Son estomac lui semblait être coincé dans sa gorge, prêt à être expulsé hors de ses lèvres.

Sa poitrine se comprimait, comme prise en étau, le cœur pulsant si fort qu'il pourrait presque se propulser à des kilomètres hors de sa cage thoracique.

Elle était comme paralysée par un venin foudroyant, traversant ses veines, coupant net ses pensées telles un fil.

Tout ce qui l'entourait semblait inexistant, sauf le spectacle sous ses yeux.

Son père.

Pendu.

Bleu.

Les yeux presque hors des orbites.

Les traits tordus dans un rictus horrible.

La nuque brisée.

Inerte...

Son corps rigide se balançait mollement sous son regard qui s'était brouillé instantanément.

Elle n'était plus qu'une gigantesque boule de nerfs désormais, crépitant presque d'électricité, transperçant sa peau. Elle se replia d'un coup sur elle-même, les entrailles en feu, au bord de l'implosion.

Mais l'effroi, aussi intense soit-il, ne parvenait à déchirer le silence alourdissant l'atmosphère. Juste à la clouer sur le sol, et l'immobiliser telle une bête sauvage trop agressive.

Lorsqu'elle revint plus ou moins à elle, elle se rendit compte que le silence avait finalement fait place à de faibles sons. Des voix, lointaines et étouffées. L'endroit était différent. Blanc. Embaumé d'un étrange parfum de médicament. Et elle était allongée, aussi.

Elle se sentait juste vide, là. Quoique. Ses entrailles brûlaient toujours.
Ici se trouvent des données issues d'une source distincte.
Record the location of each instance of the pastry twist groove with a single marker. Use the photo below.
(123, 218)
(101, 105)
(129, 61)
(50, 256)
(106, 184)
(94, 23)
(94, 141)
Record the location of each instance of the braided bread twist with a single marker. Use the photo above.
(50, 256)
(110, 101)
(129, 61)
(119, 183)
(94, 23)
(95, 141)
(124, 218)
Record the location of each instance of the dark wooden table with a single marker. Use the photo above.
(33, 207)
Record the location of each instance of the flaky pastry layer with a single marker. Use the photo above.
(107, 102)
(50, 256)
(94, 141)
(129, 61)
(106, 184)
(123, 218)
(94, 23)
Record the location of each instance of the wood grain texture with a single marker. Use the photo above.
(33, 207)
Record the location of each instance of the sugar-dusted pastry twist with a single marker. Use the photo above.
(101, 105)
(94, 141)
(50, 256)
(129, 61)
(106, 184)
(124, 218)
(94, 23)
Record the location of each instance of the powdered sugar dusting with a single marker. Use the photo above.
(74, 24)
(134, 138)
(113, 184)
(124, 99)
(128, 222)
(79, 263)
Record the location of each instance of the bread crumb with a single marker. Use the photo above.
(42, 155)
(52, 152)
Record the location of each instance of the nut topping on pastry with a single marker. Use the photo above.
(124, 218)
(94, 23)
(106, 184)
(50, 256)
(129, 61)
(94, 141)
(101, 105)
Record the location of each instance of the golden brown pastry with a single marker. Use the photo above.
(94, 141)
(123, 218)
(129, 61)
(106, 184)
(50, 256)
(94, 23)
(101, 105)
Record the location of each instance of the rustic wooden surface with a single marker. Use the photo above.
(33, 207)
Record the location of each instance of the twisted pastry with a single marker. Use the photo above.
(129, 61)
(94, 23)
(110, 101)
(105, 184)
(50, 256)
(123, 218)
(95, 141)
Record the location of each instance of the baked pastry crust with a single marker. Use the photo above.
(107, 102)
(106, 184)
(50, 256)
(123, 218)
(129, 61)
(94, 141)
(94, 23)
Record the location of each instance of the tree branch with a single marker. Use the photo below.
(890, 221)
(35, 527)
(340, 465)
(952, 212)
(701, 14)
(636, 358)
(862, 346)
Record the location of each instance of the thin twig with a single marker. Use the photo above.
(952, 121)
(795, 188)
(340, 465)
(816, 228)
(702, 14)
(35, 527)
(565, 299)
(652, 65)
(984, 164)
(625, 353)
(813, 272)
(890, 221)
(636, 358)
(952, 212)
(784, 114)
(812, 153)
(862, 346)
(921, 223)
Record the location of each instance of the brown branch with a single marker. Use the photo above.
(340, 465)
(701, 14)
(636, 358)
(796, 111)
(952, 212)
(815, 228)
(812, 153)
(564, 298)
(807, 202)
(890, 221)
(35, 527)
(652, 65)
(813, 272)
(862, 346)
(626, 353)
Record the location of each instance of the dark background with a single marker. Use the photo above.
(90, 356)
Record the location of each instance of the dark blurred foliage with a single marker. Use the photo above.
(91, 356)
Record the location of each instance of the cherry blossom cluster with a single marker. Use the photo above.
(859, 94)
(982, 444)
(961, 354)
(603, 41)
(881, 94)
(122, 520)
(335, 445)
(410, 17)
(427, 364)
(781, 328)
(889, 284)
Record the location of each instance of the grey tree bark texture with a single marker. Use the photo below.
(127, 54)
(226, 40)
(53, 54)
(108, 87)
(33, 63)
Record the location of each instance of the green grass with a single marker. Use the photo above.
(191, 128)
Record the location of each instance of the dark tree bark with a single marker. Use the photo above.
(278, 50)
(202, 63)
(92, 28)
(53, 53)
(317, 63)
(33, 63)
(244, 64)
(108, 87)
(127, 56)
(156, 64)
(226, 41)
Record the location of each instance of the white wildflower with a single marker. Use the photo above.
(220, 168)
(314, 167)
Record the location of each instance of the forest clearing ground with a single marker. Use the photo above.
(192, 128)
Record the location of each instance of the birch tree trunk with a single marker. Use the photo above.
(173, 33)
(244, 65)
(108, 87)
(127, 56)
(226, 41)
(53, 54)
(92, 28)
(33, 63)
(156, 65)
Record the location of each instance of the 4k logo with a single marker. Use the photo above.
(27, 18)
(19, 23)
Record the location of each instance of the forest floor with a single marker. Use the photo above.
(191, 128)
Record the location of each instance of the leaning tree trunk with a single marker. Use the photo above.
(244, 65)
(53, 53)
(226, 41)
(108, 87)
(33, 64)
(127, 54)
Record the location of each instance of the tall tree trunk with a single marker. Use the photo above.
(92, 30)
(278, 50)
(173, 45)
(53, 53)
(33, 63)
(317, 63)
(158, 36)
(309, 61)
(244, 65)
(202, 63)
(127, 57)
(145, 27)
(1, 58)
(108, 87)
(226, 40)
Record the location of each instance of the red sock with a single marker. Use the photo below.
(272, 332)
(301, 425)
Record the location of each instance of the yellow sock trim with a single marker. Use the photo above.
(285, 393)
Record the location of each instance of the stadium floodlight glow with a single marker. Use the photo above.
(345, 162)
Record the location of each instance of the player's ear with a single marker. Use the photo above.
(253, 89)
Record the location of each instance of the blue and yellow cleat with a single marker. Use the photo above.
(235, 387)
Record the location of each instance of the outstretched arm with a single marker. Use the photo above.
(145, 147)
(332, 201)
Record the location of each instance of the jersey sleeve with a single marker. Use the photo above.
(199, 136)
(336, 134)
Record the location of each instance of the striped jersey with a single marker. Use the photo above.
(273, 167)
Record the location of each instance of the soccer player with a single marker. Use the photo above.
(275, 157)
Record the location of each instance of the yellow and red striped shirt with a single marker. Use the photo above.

Mais elle se surprit à pouvoir vaguement réfléchir à nouveau.

Son père...

Évidemment. Elle s'en voulait de ne pas avoir pu sauver. Le soulager ses profonds traumatismes qui le tourmentaient perpétuellement. Et savait parfaitement qui était le fautif.

Elle sut que bientôt, la rage monopoliserait son cerveau. Cependant, elle ne manifestait rien, préférant pour l'instant profiter de l'engourdissement émoussant ses sens, avant que la réalité ne revienne l'asphyxier.